Tiba saatnya lomba dimulai. Wati berada di barisan ke tiga dari depan. Tangannya dengan urat-urat yang menonjol keluar tampak sudah siap memegangi tali berukuran besar. Sementara satu temannya yang memiliki badan paling besar di antara lainnya, berada paling depan. Di belakang sendiri juga yang berbadan besar. Dan teman-teman satu kelompok lainnya tampak berjajar ke belakang dan juga sudah siap memegangi tali yang sama. Begitu peluit dibunyikan mereka menarik tali ke belakang. Wati berusaha menarik sekuat tenaga sambil bergerak mundur. Kegiatannya menimba air di sumur belakang rumah membuatnya terbiasa dengan beban berat. Tetapi kali ini, ia merasa sedikit kesulitan.
Pertarungan tarik menarik yang cukup sengit ini berlangsung cukup lama. Maju-mundur, maju-mundur. Maju lagi, mundur lagi. Penonton makin riuh dengan teriakan.
Wati merasa mulai kehabisan energi. Ia lupa kalau tadi pagi ia hanya sarapan kopi pahit saja. Ia juga mulai lupa kalau hari ini ada peringatan kemerdekaan, ia juga mulai lupa kalau ia sedang ikut lomba. Tapi ia masih ingat dengan hadiah sembako di pojok lapangan itu. Ia juga masih ingat ada mas-mas berjaket kulit, sepatu pantofel, dengan tas selempang hitam berisi buku catatan di dalamnya, yang selalu datang tiap minggu ke rumahnya.
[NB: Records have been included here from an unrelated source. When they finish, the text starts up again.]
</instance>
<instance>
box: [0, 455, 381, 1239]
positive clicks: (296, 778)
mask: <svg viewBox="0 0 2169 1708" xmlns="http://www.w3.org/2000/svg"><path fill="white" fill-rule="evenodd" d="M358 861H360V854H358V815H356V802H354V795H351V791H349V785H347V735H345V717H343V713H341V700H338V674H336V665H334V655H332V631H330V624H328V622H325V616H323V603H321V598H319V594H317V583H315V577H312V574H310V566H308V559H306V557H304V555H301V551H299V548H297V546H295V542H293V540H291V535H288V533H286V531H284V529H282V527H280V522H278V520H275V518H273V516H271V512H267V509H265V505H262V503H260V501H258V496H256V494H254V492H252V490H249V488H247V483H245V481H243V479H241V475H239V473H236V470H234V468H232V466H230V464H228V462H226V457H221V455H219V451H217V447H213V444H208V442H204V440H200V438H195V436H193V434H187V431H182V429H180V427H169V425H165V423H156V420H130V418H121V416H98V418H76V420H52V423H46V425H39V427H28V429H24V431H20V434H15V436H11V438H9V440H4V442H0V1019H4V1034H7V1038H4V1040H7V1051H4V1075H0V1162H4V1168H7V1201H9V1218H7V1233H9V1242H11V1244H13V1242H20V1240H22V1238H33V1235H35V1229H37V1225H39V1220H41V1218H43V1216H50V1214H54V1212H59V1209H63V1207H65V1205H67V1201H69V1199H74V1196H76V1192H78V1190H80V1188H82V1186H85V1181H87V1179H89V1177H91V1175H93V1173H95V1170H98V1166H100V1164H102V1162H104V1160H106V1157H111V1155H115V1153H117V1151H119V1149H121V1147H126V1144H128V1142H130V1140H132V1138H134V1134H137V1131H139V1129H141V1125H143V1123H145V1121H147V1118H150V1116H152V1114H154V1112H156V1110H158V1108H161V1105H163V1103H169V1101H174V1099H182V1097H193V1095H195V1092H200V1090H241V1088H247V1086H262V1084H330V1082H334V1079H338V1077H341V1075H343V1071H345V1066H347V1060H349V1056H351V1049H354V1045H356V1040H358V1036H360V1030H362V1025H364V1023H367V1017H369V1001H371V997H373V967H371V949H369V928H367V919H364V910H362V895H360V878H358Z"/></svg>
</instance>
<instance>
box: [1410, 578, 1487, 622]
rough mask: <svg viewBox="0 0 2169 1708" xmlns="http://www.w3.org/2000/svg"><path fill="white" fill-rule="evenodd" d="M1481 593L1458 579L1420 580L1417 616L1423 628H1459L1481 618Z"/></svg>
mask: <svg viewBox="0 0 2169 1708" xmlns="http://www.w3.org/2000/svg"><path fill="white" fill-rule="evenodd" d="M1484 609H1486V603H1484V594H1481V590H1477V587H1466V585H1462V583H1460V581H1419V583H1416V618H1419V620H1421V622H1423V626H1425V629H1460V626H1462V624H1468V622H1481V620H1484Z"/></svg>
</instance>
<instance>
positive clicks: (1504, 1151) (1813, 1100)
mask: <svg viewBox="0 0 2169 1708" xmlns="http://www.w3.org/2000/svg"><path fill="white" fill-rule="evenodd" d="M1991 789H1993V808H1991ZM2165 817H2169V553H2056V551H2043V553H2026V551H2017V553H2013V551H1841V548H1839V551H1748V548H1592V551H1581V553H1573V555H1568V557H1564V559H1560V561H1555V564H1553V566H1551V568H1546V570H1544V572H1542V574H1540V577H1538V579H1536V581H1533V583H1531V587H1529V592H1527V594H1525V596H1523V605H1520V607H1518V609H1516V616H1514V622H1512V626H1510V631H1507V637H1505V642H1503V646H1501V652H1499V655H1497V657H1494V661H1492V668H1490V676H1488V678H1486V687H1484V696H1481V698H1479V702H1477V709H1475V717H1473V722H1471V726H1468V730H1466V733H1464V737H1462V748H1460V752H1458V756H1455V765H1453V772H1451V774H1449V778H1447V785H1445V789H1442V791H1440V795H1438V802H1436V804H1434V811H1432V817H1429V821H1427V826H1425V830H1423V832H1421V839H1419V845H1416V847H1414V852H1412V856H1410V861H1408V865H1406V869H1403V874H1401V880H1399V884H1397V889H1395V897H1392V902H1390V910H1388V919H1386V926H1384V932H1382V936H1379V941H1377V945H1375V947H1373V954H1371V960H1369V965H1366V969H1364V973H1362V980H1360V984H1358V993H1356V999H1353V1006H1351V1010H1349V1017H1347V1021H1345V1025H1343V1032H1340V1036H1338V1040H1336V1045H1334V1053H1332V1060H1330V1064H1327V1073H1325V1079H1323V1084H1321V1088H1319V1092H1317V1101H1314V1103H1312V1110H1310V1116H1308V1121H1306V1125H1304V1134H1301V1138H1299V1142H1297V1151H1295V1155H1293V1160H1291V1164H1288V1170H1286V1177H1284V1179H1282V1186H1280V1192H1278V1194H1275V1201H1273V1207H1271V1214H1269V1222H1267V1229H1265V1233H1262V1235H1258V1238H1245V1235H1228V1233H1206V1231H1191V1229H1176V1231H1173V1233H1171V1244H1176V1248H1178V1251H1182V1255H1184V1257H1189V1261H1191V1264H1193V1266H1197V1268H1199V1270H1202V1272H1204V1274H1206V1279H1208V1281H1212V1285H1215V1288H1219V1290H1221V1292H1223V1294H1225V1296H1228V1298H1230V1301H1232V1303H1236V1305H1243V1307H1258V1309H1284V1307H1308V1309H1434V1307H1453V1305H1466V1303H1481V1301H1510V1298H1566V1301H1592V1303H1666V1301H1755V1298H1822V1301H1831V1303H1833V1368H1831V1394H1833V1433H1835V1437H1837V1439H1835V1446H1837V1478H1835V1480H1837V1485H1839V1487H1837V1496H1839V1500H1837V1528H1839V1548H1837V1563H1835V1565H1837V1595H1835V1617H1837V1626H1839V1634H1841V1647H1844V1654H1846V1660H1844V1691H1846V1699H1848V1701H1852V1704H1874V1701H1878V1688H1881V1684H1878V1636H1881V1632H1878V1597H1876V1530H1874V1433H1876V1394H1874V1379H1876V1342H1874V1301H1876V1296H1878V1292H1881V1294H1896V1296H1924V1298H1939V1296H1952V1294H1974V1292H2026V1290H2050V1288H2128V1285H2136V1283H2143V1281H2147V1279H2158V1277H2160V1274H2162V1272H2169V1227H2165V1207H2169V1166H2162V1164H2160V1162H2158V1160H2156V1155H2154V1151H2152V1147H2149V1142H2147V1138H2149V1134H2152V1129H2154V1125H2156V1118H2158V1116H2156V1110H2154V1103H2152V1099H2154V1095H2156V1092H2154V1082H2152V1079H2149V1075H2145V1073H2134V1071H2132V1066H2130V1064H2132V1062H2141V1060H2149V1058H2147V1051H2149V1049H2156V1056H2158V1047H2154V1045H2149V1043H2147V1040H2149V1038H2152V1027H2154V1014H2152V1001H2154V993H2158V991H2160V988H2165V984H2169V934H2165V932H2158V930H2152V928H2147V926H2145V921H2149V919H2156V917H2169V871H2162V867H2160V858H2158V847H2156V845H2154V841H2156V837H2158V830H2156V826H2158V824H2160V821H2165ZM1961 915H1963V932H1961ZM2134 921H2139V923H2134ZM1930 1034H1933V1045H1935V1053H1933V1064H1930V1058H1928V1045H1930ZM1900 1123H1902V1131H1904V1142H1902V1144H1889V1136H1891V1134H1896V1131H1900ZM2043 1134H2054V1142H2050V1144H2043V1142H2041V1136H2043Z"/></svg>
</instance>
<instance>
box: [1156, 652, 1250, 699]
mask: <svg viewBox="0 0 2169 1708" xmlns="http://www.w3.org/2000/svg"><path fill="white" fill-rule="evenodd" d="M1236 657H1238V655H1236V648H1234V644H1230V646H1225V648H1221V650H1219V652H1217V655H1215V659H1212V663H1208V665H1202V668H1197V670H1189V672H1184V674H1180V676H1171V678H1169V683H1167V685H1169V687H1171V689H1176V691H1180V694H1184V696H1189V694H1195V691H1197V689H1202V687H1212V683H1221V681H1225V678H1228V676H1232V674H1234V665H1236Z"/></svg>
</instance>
Ya, Wati masih ingat itu.
Banjarnegara, 22 Agustus 2024
Aryati, Ibu dua anak.
Komentar juri, Freky:
Yang paling menarik perhatian saya dari cerita ini adalah penggambaran setting baik itu latar tempat maupun suasana perlombaan tarik tambang yang seru. Namun yang paling berkesan tentu saja hal yang disampaikan oleh penulis tentang apa yang diingat Wati selama perlombaan berlangsung. Ending yang meninggalkan kesan—saya rasa inilah salah satu faktor kenapa cerpen ini masuk dalam jajaran naskah terbaik dalam event Agustus kali ini. Penasaran apa itu?